Dr. Hnin Su Su Khin (Ma Su) is the Operations Director, overseeing community based health services projects (focusing on malaria, tuberculosis, malnutrition, maternal and child health) and supervises approximately about 70 medical doctors.    

The Board

  • Dr. Alex Winkler, Chairman of the Board, (General director Stichting Artsen voor Kinderen, Amsterdam, Netherlands)
  • Mrs. Jikke Wigmans (MSc), Treasurer, (Private Financial Advisor, Amsterdam, Netherlands)
  • Dr. Constant Mostart, Secretary (General Practitioner, Amsterdam, Netherlands)
  • Professor Sir Nick White, Member, (Chairman of the Oxford University based Wellcome Trust Southeast Asian Tropical Medicine Research Programs, Bangkok, Thailand)
  • Professor Dr. Job van Woensel, Member (Pediatrician/Intensive Care Specialist, Amsterdam, Netherlands)

Who We Work With

Community Health Workers

Aside from medical care in the clinics, MAM supports a network of 1700 Community Health Workers (CHW) to provide health care in the most remote villages in North and East Myanmar (Kachin, Kayin, Kayah, Tanintharyi and Mon states). These villages never received any health care services so far and this is the first time that they have a trained health care worker with reliable tests and treatment in their villages.
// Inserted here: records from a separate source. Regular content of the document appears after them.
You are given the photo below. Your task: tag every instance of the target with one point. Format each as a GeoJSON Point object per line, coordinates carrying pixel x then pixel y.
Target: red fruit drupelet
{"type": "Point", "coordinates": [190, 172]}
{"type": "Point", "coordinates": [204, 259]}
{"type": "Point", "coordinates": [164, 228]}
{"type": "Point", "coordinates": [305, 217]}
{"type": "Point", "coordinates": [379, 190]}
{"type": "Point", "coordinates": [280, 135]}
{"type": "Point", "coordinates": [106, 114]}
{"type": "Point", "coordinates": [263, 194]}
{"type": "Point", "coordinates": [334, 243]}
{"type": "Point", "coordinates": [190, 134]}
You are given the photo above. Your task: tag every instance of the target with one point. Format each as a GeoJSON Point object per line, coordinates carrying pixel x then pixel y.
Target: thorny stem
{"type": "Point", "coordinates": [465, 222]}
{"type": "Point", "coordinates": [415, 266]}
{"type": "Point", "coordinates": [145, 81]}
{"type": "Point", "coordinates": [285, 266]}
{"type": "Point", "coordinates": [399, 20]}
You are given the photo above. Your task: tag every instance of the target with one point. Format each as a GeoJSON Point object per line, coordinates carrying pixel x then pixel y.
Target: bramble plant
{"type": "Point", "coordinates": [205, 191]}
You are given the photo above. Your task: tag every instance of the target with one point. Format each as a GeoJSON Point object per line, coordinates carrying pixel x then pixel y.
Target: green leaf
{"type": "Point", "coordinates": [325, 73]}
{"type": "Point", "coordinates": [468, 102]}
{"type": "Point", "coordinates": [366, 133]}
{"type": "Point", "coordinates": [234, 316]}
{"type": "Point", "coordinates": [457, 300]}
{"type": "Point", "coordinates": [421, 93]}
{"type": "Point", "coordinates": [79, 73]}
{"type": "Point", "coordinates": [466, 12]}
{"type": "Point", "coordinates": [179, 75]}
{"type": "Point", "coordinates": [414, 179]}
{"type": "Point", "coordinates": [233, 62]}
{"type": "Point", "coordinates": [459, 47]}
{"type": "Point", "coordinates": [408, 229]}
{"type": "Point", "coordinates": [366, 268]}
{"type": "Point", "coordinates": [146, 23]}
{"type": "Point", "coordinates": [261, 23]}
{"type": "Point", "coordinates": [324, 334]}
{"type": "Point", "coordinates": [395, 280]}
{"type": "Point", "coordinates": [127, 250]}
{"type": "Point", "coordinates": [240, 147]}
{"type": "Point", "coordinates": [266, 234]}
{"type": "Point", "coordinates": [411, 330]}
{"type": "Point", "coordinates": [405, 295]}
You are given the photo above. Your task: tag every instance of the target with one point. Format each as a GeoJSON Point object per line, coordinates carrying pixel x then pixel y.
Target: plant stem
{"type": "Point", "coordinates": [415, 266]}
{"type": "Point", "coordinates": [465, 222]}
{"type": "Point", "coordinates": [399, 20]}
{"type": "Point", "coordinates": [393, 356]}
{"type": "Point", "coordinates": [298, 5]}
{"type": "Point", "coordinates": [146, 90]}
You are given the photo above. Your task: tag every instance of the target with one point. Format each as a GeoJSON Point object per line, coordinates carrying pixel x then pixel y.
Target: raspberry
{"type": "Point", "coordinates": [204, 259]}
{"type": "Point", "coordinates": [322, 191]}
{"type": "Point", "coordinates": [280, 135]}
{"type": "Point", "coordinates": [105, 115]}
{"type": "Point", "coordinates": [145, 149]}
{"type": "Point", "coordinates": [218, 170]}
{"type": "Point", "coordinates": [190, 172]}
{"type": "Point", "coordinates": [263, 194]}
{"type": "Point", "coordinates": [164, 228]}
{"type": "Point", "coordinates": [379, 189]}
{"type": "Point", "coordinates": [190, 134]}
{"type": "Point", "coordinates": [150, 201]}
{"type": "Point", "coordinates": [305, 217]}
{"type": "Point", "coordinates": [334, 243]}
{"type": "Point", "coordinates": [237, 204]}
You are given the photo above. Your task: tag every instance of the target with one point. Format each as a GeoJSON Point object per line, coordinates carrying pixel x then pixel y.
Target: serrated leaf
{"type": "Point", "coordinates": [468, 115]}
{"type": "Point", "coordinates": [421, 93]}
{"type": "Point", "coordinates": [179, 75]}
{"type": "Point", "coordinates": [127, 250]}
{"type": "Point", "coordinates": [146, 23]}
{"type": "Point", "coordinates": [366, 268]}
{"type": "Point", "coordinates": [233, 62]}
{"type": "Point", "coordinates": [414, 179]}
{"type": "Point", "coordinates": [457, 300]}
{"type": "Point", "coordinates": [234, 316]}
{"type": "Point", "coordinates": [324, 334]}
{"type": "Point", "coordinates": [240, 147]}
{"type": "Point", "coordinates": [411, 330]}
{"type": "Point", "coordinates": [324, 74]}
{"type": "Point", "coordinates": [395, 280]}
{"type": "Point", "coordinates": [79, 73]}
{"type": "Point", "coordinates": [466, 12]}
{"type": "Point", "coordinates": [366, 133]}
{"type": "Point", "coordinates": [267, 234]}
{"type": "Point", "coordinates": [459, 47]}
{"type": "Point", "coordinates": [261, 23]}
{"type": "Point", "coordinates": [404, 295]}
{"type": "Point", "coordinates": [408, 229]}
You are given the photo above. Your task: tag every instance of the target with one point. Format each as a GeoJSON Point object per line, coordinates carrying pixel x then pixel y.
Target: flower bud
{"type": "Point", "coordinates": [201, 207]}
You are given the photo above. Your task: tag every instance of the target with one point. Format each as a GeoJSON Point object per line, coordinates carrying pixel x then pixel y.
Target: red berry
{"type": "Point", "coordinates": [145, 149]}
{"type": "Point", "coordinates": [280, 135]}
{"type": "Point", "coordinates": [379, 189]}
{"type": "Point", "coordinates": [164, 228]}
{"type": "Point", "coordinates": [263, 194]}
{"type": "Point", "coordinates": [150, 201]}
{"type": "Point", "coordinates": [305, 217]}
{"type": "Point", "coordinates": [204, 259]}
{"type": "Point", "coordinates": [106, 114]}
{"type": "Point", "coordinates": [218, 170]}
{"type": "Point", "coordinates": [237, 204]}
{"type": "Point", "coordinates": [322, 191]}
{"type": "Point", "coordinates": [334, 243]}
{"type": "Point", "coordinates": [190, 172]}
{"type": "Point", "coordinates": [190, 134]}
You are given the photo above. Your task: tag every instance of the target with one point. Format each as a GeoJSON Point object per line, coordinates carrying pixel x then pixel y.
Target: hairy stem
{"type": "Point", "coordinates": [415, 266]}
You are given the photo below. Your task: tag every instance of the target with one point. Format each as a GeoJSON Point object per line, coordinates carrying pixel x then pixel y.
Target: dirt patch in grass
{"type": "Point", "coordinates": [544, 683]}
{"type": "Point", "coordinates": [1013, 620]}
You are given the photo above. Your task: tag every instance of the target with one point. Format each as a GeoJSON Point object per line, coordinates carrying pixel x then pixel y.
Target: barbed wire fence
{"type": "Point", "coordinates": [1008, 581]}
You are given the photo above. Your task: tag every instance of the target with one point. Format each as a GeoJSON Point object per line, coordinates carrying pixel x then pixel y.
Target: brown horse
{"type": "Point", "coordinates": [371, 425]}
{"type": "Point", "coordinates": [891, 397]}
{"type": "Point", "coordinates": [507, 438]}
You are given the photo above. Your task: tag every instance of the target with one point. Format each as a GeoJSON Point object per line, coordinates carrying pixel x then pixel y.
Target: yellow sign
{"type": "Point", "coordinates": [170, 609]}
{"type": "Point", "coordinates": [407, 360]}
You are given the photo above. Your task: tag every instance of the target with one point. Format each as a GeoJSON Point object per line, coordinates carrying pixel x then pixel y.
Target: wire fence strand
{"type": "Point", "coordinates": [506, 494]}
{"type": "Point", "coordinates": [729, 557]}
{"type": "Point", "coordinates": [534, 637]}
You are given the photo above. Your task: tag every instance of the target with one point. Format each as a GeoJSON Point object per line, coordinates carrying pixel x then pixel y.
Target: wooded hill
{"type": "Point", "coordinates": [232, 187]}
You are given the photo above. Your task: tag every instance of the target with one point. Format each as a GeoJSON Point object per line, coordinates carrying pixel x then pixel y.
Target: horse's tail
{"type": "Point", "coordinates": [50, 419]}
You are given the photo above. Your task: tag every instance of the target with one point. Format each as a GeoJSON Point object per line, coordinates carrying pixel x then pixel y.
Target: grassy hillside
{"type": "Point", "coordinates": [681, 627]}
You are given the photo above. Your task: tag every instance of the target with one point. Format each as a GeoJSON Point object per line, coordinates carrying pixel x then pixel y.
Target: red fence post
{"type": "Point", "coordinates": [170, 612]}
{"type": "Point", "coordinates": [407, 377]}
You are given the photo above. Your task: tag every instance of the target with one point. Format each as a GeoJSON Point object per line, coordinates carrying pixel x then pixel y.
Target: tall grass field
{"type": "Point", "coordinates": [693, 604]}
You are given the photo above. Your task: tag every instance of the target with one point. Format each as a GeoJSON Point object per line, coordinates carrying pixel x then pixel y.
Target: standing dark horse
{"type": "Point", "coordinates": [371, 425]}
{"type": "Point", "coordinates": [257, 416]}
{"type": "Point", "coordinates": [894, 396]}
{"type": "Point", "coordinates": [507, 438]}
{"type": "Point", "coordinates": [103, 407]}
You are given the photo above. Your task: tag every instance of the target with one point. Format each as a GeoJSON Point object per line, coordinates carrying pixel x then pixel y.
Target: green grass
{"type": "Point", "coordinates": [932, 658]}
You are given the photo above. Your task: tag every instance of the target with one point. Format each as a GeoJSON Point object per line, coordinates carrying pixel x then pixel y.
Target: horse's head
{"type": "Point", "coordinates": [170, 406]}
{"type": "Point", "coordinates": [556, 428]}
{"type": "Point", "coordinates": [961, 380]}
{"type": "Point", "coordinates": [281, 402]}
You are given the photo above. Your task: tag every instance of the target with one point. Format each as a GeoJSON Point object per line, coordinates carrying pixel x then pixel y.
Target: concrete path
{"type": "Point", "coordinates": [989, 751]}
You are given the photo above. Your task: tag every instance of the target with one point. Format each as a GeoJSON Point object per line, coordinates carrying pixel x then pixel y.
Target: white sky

The project started in 2011 originally with the aim to contain artemisinin-resistant malaria. Artemisinin is the last effective drug to treat malaria. Unfortunately, resistance is spreading and common in East Myanmar. This is a major health threat in the world. Intense malaria activities can halt the spread. In 2019 CHWs tested 270,420 people for malaria with a simple rapid test. 11,424 were positive and treated.

In addition a basic health care package was added to the malaria activities of the Community Health Workers. In December 2013 we had a total of 215 CHW who were trained to diagnosis of the most common diseases and they performed 34,666 basic health care consultations. Currently we have 1700 CHW’s and have trained them to manage malaria, respiratory infections, including TB, diarrhoea and other common diseases in the community. Severely ill patients are transported to hospitals, paid for by MAM. In 2019 these CHWs conducted 780,917 consultations.

Blanket distribution in Mon State

Why Myanmar?

Myanmar people have been excluded from good health care for decades.
citizens receive the lowest amount of development aid (ODA) of all “least developed countries” i.e. 4 USD per person per year compared to 38 USD in Cambodia and 50 USD in Laos, both countries with a higher gross national income (GNI).

Additionally, there are very few medical aid organizations in Myanmar and most operate on a very small scale. Myanmar’s health system is under-funded. People have to pay for most health services and many cannot afford to do so.